The Worthlessness of Ineternity

In an important way, the proponents of cloudy penthouse condos where you meet Grandma again, even if they don't believe it in their private, scared moments, are often more intellectually advanced than those who recognize the flaws in such material shows. Grasping for eternity, even dishonestly, holds a superior truth in that regard, to its near sibling, namely the recognition that the great holy man is just making money. A finite existence is "so worthless" that it might as well not be had at all. Even as chattel for a future race of dimension-jumping pleasure-angels, it is not only unjust, but truly worthless.

We'll necessarily refer often to large time scales in such a discussion. For any quantity of finite time, we may just use "googol," even if the real number would turn out to be "ten million years" or "three hundred billion years" or "a googol googol googol years."

Memory deletion makes memories worthless. Take ten thousand years of human memory. Start with the major life experiences of, oh, one percent of the people who lived during that ten thousand years. Being vaguely content and happy that Mommy is there; being excited that now you can walk and decide what places you can get to; seeing something you want, and getting it; seeing yourself more grown, and imagining a fully-capable you; seeing someone of the opposite sex that you want, and getting it; having offspring; seeing offspring succeed at something; seeing offspring teach its offspring how to succeed at something; realizing it's going to end; that last moment. Throw into active memory the corresponding one percent of events "of historical significance" based on any selection bias you want. Spear developed; missile successfully launched; enemies successfully defeated. Throw in, too, one percent of significant individual achievements with same self-selected or random choice of bias: richest, lordliest, most powerful, truly good, truly pure, developed immortal technology--all of it.

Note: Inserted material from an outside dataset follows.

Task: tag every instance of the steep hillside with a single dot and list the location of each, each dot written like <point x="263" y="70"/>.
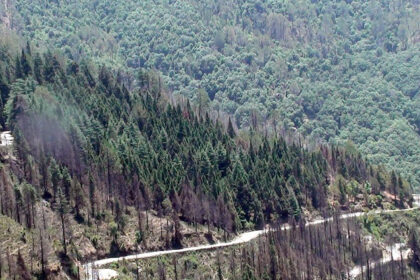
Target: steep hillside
<point x="91" y="160"/>
<point x="333" y="70"/>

Pass that ten thousand years. Then another. Then technological immortality is developed. At some point after that, universal data backups, instantly and constantly scanning, are developed. Everything prior to that is gone, except for the tracest pieces of scarce, incomplete, then-biased historical significance. People who spend their time learning about the past can only speculate about what untold quantities of information they've lost forever--if they even care. The greatest love, the finest melody, the most poignant sacrifice--gone.

Being here, now, on Terra 2018, comes with a similar, but amazingly smaller, set of metaphysical quandaries. The peoples who are, from our current perspective, gone and forgotten will be duplicated by whoever comes after, if a red giant Sol or a folding dimensional verse or just some damn local war wipe out everyone before they can escape. Survive all that, and a hypothetical finity still wins.

Worthless memories make everything worthless. Now bring that googol years into play. Then end the hypothetical finite existence. The entire time, wiped out. Everything, everywhere, every time, that was good, bad, boring, currently- or retroactively-significant or not, is equalized in nonexistence. (If you're interested, you might find your own parallel between that and the inborn passion some have for advocating for material equality.) The greatest betrayal by the most treacherous entity in a googol years has utterly vanished, as has the greatest achievement by the most heroic entity in a googol years. No one is left to contemplate it. No one ever can or ever will. A googol years later, all the pleasure and satisfaction that it was amazing, is gone. It's not a question of no one caring or being able to care any longer so much as it isn't a question. It never was and never will be.

Everything in a hypothetical ineternal existence suffers this fate. The best art, the worst art, the best love, the coolest right hook to the jaw ever--not even gone, but never was, since the strictures of time, the guideposts of how matter behaves, don't exist. In actuality--sic--such a scenario is impossible.

We can thus conclude that, even if here we can't understand how, the absence of eternity is, for lack of a better word, "fatal" to anything. That time your pants fell down when you were accepting the award; that time you machine-gunned those forty nuns: irrelevant. When all balance sheets are going to be cleared--when all balance sheets can be cleared, at any time, for any non-reason, for all or one potential "reason"--that existence is so broken, so impossible, that anything that would happen inside it would be worthless. Honor, treachery, et cetera.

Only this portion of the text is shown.